I knew we didn’t get a wife or husband by a kind of divine same-day delivery, with satisfaction guaranteed, which is what I think he expected. He seemed to assume God’s Perfect Match would bring him a wife with the same heart and mind as he, and make marriage easy.
I said something about God not planning our lives that way, at least not often, instead expecting us to make wise decisions — and then, by being faithful to our decisions even if they proved unwise, making life work out as well as we could. We found a spouse, with whom we shared something but not everything, and with her made the marriage work.
I still meet people, including Catholics, who have the young man’s idea that God is moving the world around in a game of infinite-dimension chess to give them particular things they need or want. Many other people expect more miracles than they’re getting.
In my years among the evangelicals (working at a seminary), I saw a lot of people make horrible decisions by assuming God had given them what they wanted, and I saw others treat people horribly for the same reason. Discovering Catholicism, with its “just do it” ethos, was a relief.
How God works
My friend and his peers are like someone who, having watched a highlight film of an NFL season, assumes that someone should make an amazing catch or run or tackle or interception on every play. He thinks the team fails when it gets 4 yards on a simple run up the middle rather than getting 50 yards on a diving toe-tap catch in the end zone.

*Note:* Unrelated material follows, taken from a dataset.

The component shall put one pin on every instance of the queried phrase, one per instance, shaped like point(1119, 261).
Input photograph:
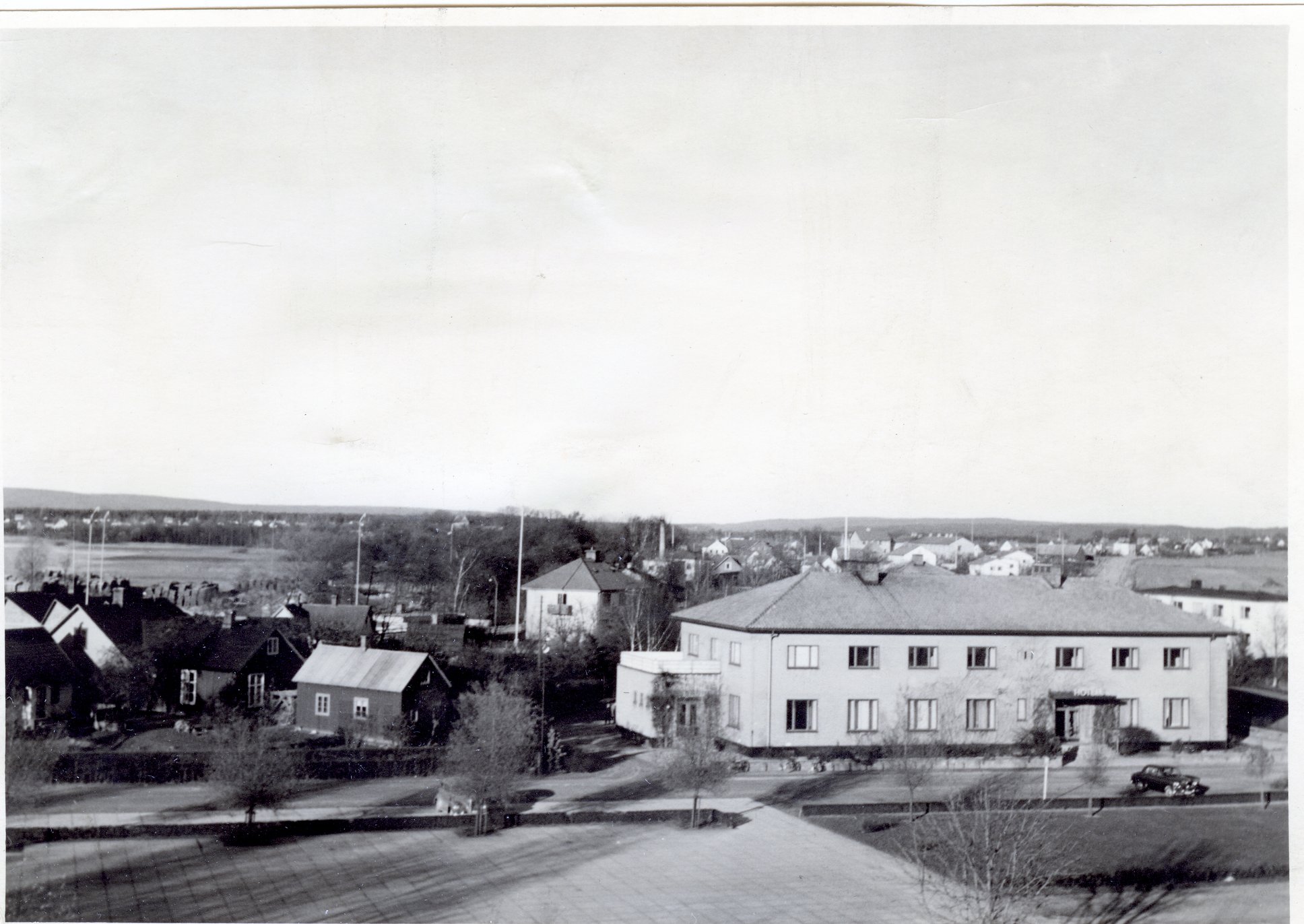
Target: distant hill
point(981, 528)
point(38, 497)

This person doesn’t get football. He leaves out all the training, study and practice that go into playing. He misunderstands the nature of the game, in which a team wins or loses based on how hard they work to get better and how well they grind it out.
The great plays usually result from a lot of grinding. The days in the weight room, on the practice field and in the film room — and, in the game itself, the 4-yard runs up the middle — make the toe-tap catch possible.
The Catholic understanding holds that God expects us to make most or all of our big decisions, using all the tools he’s given us for discernment, particularly prayer and the sacraments, not least confession, and the words of Scripture and the Church’s teaching — which are, though we tend to forget this, themselves miracles — but also including self-discipline, self-knowledge and common sense, the wisdom of those who know better than we do, and the insight of others who know and care for us.
Having made those decisions, we make them work using the same tools. We get better at life the longer we work at it in the faithful use of what God has given us.
God with us
God occasionally steps in, but on his terms and for his reasons. We should take obvious interventions as blessings and not presume we’ll get them when we want them. God sprung St. Paul from prison but he didn’t heal him of his thorn in the flesh.
The Catholic life is a getting-better-at-it, grinding-it-out life, with occasional and unpredictable highlights when God helps us in a more dramatic way than usual. The secret is that in working through life with God’s help, as painful as it can be, we can experience deep joy, even if he never arranges our life for us.
And if we want to experience a great, dramatic miraculous intervention in our lives, we can always go to Mass.